A propos du dernier livre de Stephen Grennblatt, j’ai vu que Dominique et Keisha (mais je n’ai pas trouvé son article) se souvenaient de ce roman, Quattrocento que je ne connaissais pas. Je l’ai acheté avec mon Kindle, ce qui pour une fois, était vraiment moins cher que le roman papier. Le budget, ça compte, même pour une passionnée de lecture ! Je suis contente de l’avoir en format Kindle car je relirai ce livre, c’est certain.
J’ai été pendant plus d’une semaine totalement prise par cette lecture. C’est un livre difficile à classer, je pensais suivre la vie du Pogge (Poggio Bracciolini) découvreur de textes antiques en particulier en 1417 du poème de Lucrèce « de Natura Rerum ». Mais en réalité c’est beaucoup plus l’histoire de la renaissance face à l’obscurantisme religieux dont parle ce livre. Certes, on apprend également comment a vécu Le Poggio, pourquoi il souhaitait tant retrouver les textes latins. J’ai admiré son talent de copiste et surtout son art de se faire une place à travers toutes les intrigues de la cour papale. La description de la vie à la curie romaine est un haut moment d’étalage de vices et de cruauté plus raffinés les uns que les autres. Et au milieu de tout cela, une poignée d’hommes , ceux qu’on appelle les humanistes veulent retrouver les textes latins, car ils pensent y retrouver l’intelligence, la beauté et la liberté de penser. Pour Stephen Greenblatt, l’évènement qui a permis au monde de sortir de l’obscurantisme chrétien c’est la découverte de la pensée de Lucrèce. L’église a tout fait pour empêcher que cette pensée puisse s’exprimer , mais l’intelligence de Lucrèce a réussi à s’imposer au monde, jusque, nous dit-il, dans la constitution américaine.

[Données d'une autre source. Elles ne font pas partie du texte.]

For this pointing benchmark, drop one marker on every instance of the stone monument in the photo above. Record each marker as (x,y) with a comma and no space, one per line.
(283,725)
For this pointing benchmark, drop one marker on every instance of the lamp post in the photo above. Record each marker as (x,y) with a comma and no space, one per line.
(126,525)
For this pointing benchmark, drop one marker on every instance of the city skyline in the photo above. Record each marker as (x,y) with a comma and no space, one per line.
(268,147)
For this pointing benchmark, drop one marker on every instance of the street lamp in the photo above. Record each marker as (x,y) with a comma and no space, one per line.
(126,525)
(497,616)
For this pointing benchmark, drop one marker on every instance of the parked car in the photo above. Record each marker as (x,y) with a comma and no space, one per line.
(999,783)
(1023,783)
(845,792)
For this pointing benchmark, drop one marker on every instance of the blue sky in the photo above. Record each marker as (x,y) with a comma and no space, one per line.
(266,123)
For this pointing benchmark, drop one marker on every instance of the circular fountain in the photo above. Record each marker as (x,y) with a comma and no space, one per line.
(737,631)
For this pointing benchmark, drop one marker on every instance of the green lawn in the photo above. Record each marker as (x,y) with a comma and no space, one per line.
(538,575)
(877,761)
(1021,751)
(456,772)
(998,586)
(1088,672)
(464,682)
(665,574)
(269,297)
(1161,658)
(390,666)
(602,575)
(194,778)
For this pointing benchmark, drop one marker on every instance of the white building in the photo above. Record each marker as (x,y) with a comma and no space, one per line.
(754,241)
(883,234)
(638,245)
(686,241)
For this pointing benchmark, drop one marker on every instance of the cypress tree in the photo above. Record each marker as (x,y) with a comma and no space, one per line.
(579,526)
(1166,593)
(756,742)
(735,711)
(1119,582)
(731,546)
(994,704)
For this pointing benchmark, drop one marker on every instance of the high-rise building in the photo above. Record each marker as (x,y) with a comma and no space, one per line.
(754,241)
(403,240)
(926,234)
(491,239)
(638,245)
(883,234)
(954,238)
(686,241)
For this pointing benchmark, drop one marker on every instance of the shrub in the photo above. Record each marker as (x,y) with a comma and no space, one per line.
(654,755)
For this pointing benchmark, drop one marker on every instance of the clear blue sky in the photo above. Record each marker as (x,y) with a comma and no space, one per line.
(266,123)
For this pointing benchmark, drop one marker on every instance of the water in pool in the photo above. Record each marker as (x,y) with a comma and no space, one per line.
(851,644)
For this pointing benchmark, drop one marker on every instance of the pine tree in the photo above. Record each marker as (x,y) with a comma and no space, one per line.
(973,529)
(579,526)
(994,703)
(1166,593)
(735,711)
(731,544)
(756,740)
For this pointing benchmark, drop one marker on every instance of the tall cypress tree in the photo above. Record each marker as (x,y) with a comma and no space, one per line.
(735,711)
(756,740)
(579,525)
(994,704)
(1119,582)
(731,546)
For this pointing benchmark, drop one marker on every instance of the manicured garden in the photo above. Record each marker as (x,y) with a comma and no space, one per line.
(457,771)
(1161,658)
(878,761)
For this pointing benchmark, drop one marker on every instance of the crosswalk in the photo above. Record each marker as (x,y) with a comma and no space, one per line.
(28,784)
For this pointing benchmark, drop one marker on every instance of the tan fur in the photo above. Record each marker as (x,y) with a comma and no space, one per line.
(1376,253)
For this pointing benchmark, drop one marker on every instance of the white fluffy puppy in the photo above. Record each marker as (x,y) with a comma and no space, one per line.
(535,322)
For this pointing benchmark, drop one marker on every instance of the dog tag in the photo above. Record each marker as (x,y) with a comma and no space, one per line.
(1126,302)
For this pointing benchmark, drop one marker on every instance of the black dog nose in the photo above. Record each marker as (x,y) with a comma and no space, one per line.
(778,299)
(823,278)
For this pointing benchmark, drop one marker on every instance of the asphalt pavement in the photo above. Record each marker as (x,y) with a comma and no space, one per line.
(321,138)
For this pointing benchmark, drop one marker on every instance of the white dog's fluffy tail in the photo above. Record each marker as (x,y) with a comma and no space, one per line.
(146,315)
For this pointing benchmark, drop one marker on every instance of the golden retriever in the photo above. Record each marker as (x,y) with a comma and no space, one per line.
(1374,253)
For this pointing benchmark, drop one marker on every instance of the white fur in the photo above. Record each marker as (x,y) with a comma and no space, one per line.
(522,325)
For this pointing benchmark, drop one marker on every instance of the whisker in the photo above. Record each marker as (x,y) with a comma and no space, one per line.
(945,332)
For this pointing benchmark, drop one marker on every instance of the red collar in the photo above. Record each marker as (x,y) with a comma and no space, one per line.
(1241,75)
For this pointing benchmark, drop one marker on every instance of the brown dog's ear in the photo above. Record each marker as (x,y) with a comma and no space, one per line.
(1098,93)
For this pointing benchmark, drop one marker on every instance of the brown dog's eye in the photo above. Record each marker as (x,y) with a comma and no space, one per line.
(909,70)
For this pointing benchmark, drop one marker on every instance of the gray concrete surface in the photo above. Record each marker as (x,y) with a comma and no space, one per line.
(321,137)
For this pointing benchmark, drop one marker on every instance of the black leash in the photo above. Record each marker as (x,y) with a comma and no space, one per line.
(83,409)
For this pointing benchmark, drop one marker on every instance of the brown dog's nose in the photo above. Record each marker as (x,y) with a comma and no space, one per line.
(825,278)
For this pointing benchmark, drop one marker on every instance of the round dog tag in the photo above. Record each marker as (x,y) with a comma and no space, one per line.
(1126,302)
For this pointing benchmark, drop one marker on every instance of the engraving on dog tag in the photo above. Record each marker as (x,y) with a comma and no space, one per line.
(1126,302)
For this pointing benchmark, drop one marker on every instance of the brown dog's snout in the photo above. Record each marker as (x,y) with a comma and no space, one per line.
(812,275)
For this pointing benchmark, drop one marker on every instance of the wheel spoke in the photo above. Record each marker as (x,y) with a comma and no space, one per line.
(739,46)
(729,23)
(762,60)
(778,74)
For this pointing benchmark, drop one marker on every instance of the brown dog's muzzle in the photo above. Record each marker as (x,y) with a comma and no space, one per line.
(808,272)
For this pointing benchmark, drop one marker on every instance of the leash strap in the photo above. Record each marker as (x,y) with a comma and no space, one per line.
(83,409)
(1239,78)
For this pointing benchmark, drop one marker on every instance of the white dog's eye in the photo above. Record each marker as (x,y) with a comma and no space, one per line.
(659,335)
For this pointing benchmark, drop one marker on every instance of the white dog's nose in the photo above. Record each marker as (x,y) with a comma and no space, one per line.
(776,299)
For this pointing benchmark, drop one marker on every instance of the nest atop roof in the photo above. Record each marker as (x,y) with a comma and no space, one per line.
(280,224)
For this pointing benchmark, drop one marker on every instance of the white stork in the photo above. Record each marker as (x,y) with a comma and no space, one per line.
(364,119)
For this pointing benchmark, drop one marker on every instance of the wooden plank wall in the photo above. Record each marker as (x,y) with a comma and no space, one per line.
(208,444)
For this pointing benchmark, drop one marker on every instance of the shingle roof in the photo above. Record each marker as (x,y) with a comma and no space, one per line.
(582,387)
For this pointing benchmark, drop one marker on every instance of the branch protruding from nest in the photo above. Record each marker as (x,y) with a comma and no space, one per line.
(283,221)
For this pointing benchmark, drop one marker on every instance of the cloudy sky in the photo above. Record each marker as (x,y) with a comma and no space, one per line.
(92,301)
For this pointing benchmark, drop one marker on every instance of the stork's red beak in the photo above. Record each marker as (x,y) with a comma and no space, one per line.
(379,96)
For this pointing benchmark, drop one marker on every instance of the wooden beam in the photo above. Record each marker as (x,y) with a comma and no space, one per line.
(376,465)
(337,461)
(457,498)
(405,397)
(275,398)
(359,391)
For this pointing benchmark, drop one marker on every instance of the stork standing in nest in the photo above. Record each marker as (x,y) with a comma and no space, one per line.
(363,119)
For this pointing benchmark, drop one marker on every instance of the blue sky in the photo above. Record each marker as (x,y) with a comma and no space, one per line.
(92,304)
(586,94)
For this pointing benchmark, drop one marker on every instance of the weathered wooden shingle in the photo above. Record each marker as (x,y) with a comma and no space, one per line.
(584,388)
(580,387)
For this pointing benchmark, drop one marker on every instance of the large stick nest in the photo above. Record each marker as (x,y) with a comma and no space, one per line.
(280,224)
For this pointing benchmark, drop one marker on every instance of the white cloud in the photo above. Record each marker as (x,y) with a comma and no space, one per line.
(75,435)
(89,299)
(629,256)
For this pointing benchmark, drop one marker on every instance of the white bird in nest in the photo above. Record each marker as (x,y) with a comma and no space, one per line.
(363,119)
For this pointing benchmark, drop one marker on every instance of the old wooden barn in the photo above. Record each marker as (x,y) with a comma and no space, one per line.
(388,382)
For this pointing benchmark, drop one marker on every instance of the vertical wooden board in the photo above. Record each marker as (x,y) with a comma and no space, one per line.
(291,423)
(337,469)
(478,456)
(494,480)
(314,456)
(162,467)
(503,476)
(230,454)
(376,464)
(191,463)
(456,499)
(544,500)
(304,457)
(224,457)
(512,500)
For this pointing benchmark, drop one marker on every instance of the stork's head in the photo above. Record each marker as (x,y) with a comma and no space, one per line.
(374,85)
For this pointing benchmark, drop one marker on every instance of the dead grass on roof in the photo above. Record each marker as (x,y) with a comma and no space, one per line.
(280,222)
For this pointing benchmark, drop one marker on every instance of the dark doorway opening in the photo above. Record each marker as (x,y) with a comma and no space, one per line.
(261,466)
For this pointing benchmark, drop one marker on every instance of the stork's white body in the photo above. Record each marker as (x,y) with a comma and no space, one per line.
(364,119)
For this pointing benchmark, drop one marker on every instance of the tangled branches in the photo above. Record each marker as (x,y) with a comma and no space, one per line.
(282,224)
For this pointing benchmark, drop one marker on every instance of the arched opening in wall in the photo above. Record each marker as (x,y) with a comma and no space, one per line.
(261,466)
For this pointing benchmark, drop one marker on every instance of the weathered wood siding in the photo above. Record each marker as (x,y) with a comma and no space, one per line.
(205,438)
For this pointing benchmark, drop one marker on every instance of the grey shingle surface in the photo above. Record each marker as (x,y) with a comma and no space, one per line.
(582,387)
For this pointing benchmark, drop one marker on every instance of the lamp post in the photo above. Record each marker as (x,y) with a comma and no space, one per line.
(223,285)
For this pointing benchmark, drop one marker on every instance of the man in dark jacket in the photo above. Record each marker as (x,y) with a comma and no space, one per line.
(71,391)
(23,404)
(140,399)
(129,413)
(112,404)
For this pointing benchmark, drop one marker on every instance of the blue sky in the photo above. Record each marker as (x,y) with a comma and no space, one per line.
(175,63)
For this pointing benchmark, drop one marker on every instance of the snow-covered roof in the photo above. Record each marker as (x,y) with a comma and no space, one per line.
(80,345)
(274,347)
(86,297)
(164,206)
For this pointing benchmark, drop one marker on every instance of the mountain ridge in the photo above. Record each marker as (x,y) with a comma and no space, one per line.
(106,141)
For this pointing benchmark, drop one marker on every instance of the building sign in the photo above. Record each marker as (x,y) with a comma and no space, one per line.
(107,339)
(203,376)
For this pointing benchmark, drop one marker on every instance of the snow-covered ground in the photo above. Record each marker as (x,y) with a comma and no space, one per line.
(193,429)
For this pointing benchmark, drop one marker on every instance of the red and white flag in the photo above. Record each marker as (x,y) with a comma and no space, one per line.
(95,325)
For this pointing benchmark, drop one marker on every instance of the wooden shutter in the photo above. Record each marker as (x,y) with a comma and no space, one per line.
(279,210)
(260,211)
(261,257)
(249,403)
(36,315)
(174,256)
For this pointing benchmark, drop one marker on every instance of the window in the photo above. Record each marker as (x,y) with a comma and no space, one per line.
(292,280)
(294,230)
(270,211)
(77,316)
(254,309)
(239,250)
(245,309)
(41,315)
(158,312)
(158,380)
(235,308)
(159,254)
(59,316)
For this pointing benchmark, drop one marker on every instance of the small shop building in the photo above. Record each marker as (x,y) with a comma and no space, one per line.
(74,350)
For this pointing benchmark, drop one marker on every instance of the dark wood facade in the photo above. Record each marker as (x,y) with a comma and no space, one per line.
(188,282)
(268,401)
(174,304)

Avec ce livre, nous passons donc d’une période à l’autre, notre fil conducteur sera l’épicurisme et la philosophie antique. C’est l’occasion pour l’auteur de montrer comment on a, peu à peu, perdu ces textes, pourtant Rome possédait des bibliothèque, et l’antiquité respectait la philosophie et la liberté de penser. Un des épisodes racontés dans ce livre, m’a fait froid dans le dos . 350 ans après JC, Alexandrie possède encore une belle bibliothèque et connaît une riche vie intellectuelle . Une femme Hypatie est considérée comme une autorité en matière philosophique, comme elle est païenne, un chrétien Cyrille excite un groupe de fanatiques pour la tuer de façon atroce. Et pour ces hauts faits, Cyrille est devenu un saint catholique…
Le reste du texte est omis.